African American Workers and the Appalachian Coal Industry: An excerpt from Joe Trotter’s new book

Joe William Trotter Jr.’s book African American Workers and the Appalachian Coal Industry is new from WVU Press. To celebrate Black History Month, we’re pleased to share an excerpt from the introduction.

When I proposed this volume to West Virginia University Press in the fall of 2019, the devastation of Covid-19 was just months away. Hence, the impact of the pandemic did not figure into my rationale for wanting to publish this book. My motivation for producing this volume stemmed from the impending thirtieth anniversary of my book, Coal, Class, and Color: Blacks in Southern West Virginia, 1915–32 (University of Illinois Press, 1990). I hoped to use this collection of essays to reflect on my personal and professional journey to the notion of proletarianization (class formation) in scholarship on Black coal miners in the southern Appalachian coalfields; explore the transformation of research on the topic since publication of Coal, Class, and Color; and suggest directions that the next wave of research on the topic might take. These objectives remain core elements in the book’s raison d’être, but the disproportionate impact of the coronavirus pandemic on people of African descent represents an even more compelling rationale for publishing these essays at this particular time in the history of the region and the nation.

During the early phases of the pandemic, media reports downplayed the potential impact of the virus on poor and working-class Black communities. Evidence of widespread racial disparities in sickness and death from the disease soon dispelled such thinking. Over the past several months, growing numbers of scholars, media, and public policy analysts from a variety of fields have located the roots of these disparities in the concentration of Black people in the most dangerous, unhealthy, and underpaid work, housing, and living conditions in the geography and political economy of the nation. While these debates and discussions accent the need for historical perspectives on these racialized issues, they are unfolding without sufficient attention to African American health care activism designed to creatively combat disease, restore their own health, and insure their survival in the face of substantial trauma. These conversations also elide the precise ways that socioeconomic, labor, and environmental conditions undermined the health and well-being of the African American community in particular places at specific moments in time.

By focusing on a variety of issues in the history of African American workers in the Appalachian coal industry, this book calls attention to the ways that a better sense of history can deepen our understanding of the roots of the coronavirus among other epidemics and pandemics in African American history. A few illustrations from the West Virginia coalfields underscore this point. First and perhaps most important, in southern West Virginia, loading coal over a lifetime took its toll on the health of Black miners and exposed them to a wide variety of diseases, particularly tuberculosis during the industrial age. Some Black miners “literally broke themselves down loading coal.” According to one miner, Pink Henderson, “My daddy got so he couldn’t load coal. He tried to get company work [light labor, often outside] but the doctor turned him down, because he couldn’t do nothing. He broke his self down. . . . My brothers done the same thing. They used to be the heavy loaders.”

Coal loaders also endured the persistent inhalation of coal dust and particles of coal, black lung or “miners’ asthma,” a slow killer of miners as it was called in those days. Inadequate housing also took its toll on the health of Black miners and their families. In 1927–1928, the West Virginia Bureau of Negro Welfare and Statistics (BNWS) reported that tuberculosis was a far greater cause of death among Black people than mine accidents. Described as that “great scourge of the Negro race,” tuberculosis accounted for 13 percent of African American health-related deaths compared to less than 8 percent among whites. The BNWS concluded that improvement in Black miners’ health required better “living conditions—proper housing, wholesome food and sanitation,” the “prerequisites of good health.”
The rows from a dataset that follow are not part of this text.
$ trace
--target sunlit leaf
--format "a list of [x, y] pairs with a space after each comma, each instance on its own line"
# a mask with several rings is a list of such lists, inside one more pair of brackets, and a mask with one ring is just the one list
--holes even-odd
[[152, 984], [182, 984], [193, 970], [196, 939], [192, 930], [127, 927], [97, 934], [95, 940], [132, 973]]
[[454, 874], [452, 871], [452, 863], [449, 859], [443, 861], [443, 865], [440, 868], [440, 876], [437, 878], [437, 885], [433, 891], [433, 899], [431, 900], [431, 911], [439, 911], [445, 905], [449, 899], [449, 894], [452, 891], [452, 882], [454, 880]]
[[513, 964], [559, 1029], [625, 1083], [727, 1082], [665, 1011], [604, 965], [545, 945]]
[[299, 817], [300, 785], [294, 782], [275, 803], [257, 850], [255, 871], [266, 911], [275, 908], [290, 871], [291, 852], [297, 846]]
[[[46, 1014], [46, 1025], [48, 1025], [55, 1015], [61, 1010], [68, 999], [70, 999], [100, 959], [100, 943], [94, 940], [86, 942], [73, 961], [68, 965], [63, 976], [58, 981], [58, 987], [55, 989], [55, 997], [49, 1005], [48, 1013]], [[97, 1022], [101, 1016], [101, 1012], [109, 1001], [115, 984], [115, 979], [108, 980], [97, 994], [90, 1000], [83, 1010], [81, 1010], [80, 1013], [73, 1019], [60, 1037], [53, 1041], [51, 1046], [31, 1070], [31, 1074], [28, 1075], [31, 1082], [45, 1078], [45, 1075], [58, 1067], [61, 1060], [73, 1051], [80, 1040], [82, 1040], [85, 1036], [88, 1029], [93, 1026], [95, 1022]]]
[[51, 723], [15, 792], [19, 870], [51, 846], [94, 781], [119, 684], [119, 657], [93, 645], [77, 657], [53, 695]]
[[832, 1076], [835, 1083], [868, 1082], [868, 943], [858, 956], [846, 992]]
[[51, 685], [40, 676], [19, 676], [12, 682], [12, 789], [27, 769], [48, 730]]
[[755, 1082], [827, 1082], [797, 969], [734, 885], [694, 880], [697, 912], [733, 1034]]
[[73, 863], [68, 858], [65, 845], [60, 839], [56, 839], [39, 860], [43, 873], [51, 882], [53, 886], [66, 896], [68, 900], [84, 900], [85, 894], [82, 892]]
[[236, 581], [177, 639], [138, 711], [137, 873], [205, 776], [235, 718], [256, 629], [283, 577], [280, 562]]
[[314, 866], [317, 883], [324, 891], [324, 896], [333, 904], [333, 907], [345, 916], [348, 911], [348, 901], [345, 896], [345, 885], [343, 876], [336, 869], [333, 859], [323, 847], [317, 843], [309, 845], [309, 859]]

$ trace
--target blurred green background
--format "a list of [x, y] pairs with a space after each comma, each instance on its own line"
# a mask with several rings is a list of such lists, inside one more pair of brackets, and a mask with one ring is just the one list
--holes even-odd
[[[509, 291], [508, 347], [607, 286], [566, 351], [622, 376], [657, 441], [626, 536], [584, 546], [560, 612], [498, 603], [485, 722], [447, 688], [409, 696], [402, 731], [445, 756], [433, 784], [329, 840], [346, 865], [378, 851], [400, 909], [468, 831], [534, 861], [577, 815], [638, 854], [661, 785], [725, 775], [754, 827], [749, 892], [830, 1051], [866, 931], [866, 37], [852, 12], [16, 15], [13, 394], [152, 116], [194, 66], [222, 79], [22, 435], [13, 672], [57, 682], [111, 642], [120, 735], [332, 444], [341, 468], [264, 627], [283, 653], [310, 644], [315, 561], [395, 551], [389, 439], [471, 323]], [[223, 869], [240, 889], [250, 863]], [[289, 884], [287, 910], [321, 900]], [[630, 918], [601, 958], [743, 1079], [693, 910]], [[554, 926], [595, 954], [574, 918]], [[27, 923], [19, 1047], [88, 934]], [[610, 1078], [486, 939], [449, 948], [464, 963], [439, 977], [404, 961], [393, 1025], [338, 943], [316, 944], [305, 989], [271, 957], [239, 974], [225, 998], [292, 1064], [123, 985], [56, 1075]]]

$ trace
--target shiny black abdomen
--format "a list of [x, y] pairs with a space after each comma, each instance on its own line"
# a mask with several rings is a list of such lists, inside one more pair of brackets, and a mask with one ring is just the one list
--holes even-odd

In addition to charting the health conditions of Black coal miners, this volume also recalls how Black miners, their families, and their communities mobilized movements designed to fight racial inequality in the health care system and counteract the impact of insufficient wages to fully support their families with healthy diets and living conditions. Across the coalfields, as part of their strategy for combatting disease as well as hunger, miners and their families not only cultivated their own vegetable gardens but also maintained a few hogs, chickens, and sometimes a cow for fresh milk and butter. Most important, however, they also collectively used their vote to demand greater access to public funds to serve their education, social welfare, and health needs. They not only worked through the state’s leading Republican legislators but also elected their own numbers to public office. During the early post–World War I years, they sent three Black men, one a miner, to the House of Delegates in Charleston. They effectively used their political influence within the Republican Party to secure the establishment of two all-Black colleges (West Virginia State College and Bluefield State College); homes for the African American elderly, deaf, and blind residents; and a tuberculosis facility.

In other words, looking back over this collection from the vantage point of current debates and the quest for knowledge to address the challenges of COVID-19, this book illuminates both the conditions that repeatedly exposed African Americans to the most destructive impact of disease as well as some of the most important strategies that they devised to help themselves. In addition, as noted at the outset of this preface, African American Workers in the Appalachian Coal Industry also responds to the need for an assessment of the field since the closing decade of the twentieth century, along with ideas for moving scholarship forward into the third decade of the twenty-first century and beyond.